Like to know what is being cobbled together before they spring it on us—or don’t spring it on us because they couldn’t reach an agreement?  

Senator Jeff Sessions, Republican from Alabama, is also concerned about secrecy in Washington. The subhead on his piece in today’s Wall Street Journal says it all: “’The world's greatest deliberative body' now is like the Russian Duma, with secret meetings and preordained votes.” (You will need a subscription to read the piece.)

Sessions is writing about the Senate rather than the House. In doing so, however, he captures the poisonous atmosphere of modern Washington in its entirety:   

The United States is on an unsustainable spending and debt course. Without reform, it will lead to economic disaster. Yet a fundamental alteration in U.S. policy won't occur until the American people understand the depth of the danger and the scale of change required. One thing is already clear: Such change can begin only with extensive, messy and even contentious legislative work carried on for months in the open light of day.

This is the exact opposite of the hidden negotiations to avert the so-called fiscal cliff. Washington has become possessed by the idea that a small group of negotiators, meeting in secret, can solve the deep, painful and systemic problems plaguing this country with a single "grand bargain," produced at the 59th minute of the 11th hour. This is a siren song.

The Senate was once called the world's greatest deliberative body. But the democratic process—which leads to consensus, truce or compromise—has been set aside. So for three straight years the Senate has produced no budget, no plan, no long-term proposal of any kind.

I would add to this that Republicans have got to get better at informing the public as to what is at stake: the president has seriously managed to frame the negotiations as whether to raise taxes on “the rich,” even though doing so could further stall the economy.  

He needs to be busted and the public must know that falling off the fiscal cliff is child’s play compared to the fate that awaits our republic if things continue as they are. Republicans have allowed the debate to revolve around the wrong issue, and one that the president can (okay, I’m going to say it) demagogue.

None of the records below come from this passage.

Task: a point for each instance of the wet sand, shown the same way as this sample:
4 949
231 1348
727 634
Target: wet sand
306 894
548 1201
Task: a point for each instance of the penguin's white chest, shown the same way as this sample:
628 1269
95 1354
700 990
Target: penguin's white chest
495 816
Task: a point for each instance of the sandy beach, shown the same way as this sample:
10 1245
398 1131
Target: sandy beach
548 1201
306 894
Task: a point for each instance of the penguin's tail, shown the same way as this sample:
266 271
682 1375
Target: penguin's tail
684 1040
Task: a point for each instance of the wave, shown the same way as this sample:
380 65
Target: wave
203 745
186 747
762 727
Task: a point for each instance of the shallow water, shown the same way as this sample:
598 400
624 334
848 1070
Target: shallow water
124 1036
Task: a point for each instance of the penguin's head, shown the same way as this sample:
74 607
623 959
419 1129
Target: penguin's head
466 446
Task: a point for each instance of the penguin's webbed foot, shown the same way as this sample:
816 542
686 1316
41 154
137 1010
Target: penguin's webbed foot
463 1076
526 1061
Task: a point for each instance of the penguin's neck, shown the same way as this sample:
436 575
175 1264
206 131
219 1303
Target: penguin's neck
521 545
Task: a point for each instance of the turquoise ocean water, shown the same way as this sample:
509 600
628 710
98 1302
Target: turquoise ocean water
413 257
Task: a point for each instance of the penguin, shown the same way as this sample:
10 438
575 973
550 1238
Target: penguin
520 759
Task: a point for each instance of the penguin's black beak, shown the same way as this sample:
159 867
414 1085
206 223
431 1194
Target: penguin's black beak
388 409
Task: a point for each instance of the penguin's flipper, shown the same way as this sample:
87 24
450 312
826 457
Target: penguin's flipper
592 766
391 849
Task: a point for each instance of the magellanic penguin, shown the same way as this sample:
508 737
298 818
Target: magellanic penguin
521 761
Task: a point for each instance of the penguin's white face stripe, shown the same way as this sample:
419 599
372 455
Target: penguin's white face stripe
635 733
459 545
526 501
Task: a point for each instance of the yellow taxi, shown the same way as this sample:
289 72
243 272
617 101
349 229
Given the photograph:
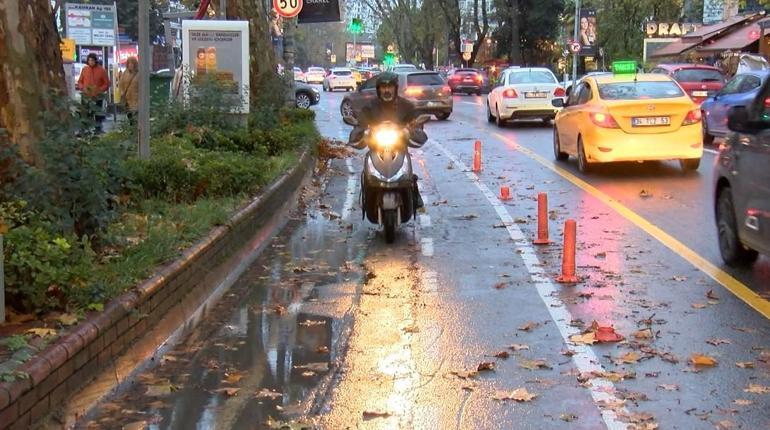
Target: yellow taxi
628 116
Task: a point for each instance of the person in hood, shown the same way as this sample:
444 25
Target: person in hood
93 85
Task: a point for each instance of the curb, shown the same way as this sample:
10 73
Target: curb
73 360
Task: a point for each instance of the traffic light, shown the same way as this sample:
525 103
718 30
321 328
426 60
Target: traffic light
356 26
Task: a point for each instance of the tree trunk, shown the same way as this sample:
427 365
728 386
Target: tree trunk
30 70
262 65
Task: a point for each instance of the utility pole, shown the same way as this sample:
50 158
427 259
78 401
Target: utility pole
144 79
576 55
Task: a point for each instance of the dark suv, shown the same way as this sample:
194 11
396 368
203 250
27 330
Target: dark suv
742 182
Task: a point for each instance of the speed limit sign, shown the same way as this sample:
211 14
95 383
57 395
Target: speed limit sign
287 8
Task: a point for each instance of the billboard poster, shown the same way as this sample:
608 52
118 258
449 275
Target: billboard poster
588 33
91 24
365 50
319 11
220 50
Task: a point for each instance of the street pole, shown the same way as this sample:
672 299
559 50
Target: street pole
144 79
576 55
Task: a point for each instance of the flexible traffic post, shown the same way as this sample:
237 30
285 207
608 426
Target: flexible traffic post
568 254
542 220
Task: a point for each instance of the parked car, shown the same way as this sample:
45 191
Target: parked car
467 81
628 117
305 95
740 91
315 75
426 90
742 183
525 93
700 81
339 77
299 75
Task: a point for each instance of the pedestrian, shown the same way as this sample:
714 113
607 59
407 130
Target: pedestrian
129 88
93 85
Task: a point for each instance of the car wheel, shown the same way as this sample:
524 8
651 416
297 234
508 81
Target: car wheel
303 101
730 246
689 164
346 109
557 153
583 165
708 138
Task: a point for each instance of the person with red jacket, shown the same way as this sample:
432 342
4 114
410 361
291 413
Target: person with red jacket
93 84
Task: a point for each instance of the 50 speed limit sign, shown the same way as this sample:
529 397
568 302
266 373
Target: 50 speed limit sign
287 8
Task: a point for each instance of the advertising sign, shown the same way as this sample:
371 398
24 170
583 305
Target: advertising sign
587 35
320 11
362 51
219 49
91 24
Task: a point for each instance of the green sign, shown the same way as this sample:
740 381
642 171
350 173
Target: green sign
624 67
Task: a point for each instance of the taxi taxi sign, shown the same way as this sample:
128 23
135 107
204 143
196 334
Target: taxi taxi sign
624 67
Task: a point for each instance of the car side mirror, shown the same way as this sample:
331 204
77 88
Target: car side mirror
738 119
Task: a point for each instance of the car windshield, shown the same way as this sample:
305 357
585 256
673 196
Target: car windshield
639 90
532 77
698 75
424 79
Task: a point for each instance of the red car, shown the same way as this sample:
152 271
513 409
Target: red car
698 80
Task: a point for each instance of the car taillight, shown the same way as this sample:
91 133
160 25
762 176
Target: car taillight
603 120
413 91
693 117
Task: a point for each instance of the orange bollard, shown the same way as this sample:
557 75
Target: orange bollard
505 193
542 220
568 256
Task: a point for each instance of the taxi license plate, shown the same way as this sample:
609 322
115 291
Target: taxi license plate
650 121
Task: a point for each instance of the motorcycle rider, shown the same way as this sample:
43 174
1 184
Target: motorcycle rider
388 106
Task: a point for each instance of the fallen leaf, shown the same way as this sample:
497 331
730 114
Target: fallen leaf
486 366
757 389
519 395
42 332
702 360
669 387
534 364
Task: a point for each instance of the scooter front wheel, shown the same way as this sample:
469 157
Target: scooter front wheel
389 222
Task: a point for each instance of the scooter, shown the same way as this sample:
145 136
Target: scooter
388 196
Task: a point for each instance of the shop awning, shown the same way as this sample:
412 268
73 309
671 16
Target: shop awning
737 39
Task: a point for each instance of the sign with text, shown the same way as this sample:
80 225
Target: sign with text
669 29
320 11
219 49
91 24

The issue of raising taxes on a small percentage of high earners is certainly important, but the GOP hasn’t managed to explain why it is such a bad idea. 

Sessions urges that next year the Senate “return to regular order.” It should pass a budget and do its deliberations in public.  Good idea. But is it really possible in Majority Leader Harry Reid’s Senate?

This Just In: I just spotted Steve Forbes weighing in on GOP messaging and secrecy:

Republicans cannot win this debate until they realize what the White House already knows: that this war cannot be fought in closed-door negotiations, but must be carried out on the battlefield of public opinion.

Forbes outlines five concrete steps House Republicans should take to shift the momentum. You can read the piece, but Forbes’ conclusion is worth noting:

This war is about much more than the next two weeks.